Situation 1 : Accueillir un nouveau résident. Mme Rosetti (R), arrive à la maison de retraite des Charmettes, accompagnée de sa fille. Elle ne vient pas de gaieté de cœur, mais elle a 82 ans et sort de l'hôpital. Mme Rosetti, sa fille, Malika l'aide-soignante (P1) et Laurent l'agent des services hospitaliers (P2) font tous connaissance dans le hall. La fille de Mme Rosetti s'absentera une bonne partie du temps pour des raisons administratives et reviendra pour la conclusion de la situation. L'utilisateur "pilote" alternativement Malika ou Laurent face à Mme Rosetti. Il doit, par leur intermédiaire, créer les conditions d'une relation de confiance en écoutant les craintes de Mme Rosetti et en les prenant en considération. Il doit aussi savoir préserver les rôles de chacun et, enfin, savoir recueillir les informations clés. La démarche est dite "libre", c'est-à-dire que l'ordre des sujets abordés est laissé à l'appréciation de l'utilisateur. Néanmoins, le sujet "alimentation"

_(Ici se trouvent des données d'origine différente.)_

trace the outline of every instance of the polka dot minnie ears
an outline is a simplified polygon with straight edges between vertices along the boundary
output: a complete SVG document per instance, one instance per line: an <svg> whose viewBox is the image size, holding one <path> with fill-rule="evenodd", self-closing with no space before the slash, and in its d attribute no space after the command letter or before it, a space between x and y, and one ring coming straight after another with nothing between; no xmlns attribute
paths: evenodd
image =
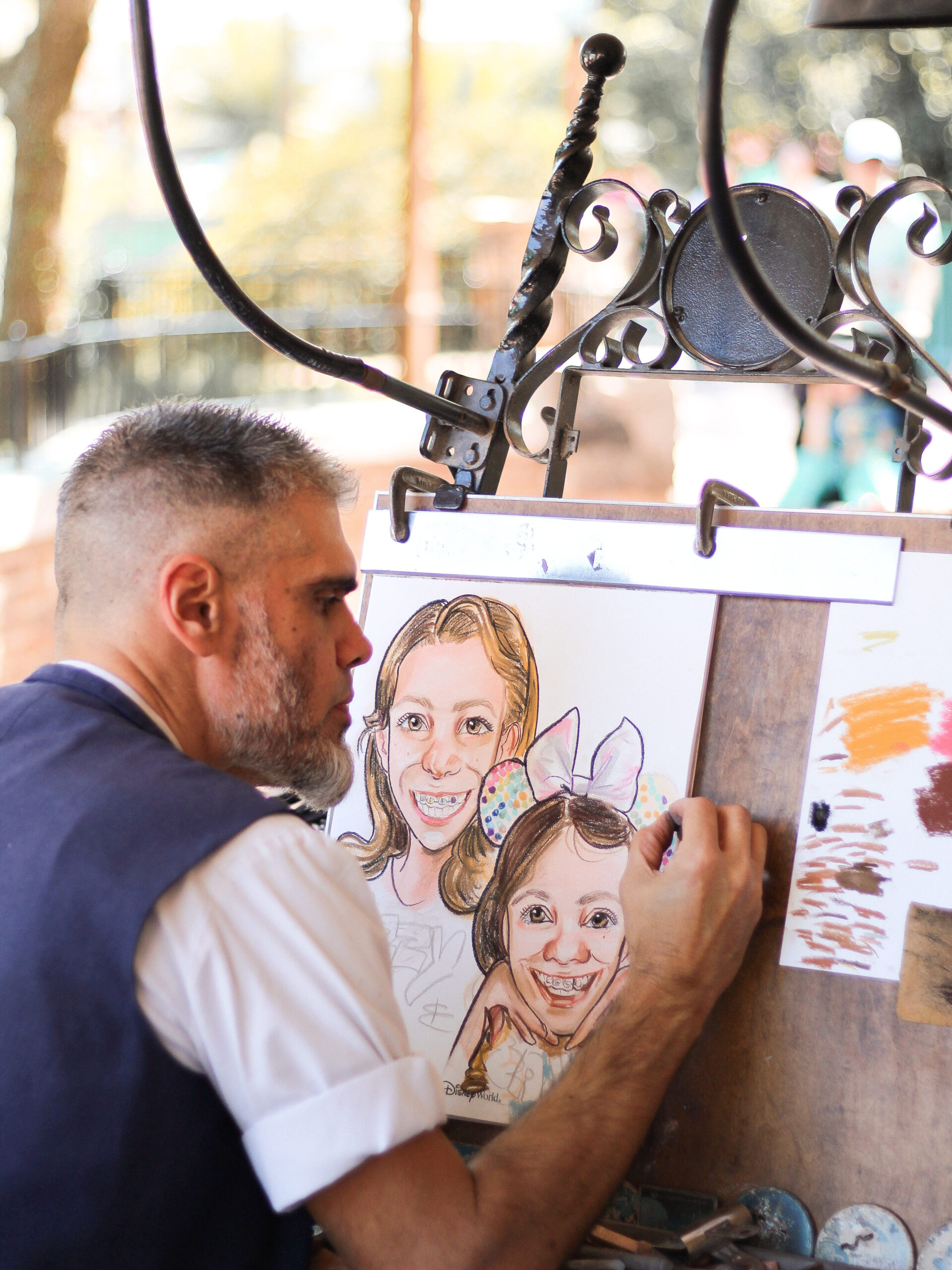
<svg viewBox="0 0 952 1270"><path fill-rule="evenodd" d="M589 776L575 775L578 752L579 711L570 710L539 733L524 763L508 758L486 773L480 789L480 823L490 842L499 846L524 812L555 794L602 799L628 815L636 828L641 828L638 822L647 823L651 809L646 799L641 814L636 810L645 744L631 719L622 719L614 732L599 742ZM649 777L649 781L656 786L658 779ZM670 786L670 782L664 784ZM669 801L666 794L655 791L655 798L663 800L663 805Z"/></svg>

concernera davantage l'AH alors que "l'autonomie" concernera surtout l'AS. Le rôle de l'utilisateur est donc de cliquer sur le choix le plus adapté, notamment pour faire intervenir le bon personnage et favoriser la coopération de l'équipe. S'il commet des erreurs, les relations seront plus tendues. Il lui faudra être attentif aux réactions de la résidente pour réagir adéquatement.

d. Résumé S2

Figure 39. Accueil et extrait de la situation 2 d'EHPADSG

Situation 2 : Répondre à une demande en chambre. Mme Rosetti est arrivée à l'EHPAD depuis une semaine. Durant la nuit, elle s'est levée et est tombée. Elle a été alitée en attendant de revoir le médecin. Robert, un des agents hôteliers, lui a servi son petit déjeuner. L'utilisateur "pilote" Laurent (ASH) qui passe près de sa chambre et l'entend appeler à l'aide. Pour lever le quiproquo qui s'est installé, il devra restaurer la confiance et établir une relation de qualité, rassurer sans infantiliser ou faire culpabiliser. Face à l'agressivité et aux reproches, il lui faudra aussi supporter son équipier, le réhabiliter si nécessaire pour préserver l'intégrité de l'équipe. Enfin, il devra connaitre les limites de ses attributions et faire appel le cas échéant au reste de l'équipe. La démarche est cette fois

"guidée", c'est-à-dire que l'utilisateur doit découvrir les bonnes pratiques dans un ordre adéquat. La discussion continuera tant qu'il choisira les bonnes intentions. En revanche, le dialogue reculera d'un cran si la réponse constitue un "faux pas". De plus, le dialogue s'arrêtera s'il cumule trois "faux pas" ou si le choix est une erreur considérée "rédhibitoire".

Dans ce cas, le game over demande de recommencer la situation depuis le début. Par rapport à la situation 1, la notion de jokers est ajoutée en même temps que les "faux pas"

pour favoriser une attitude ludique.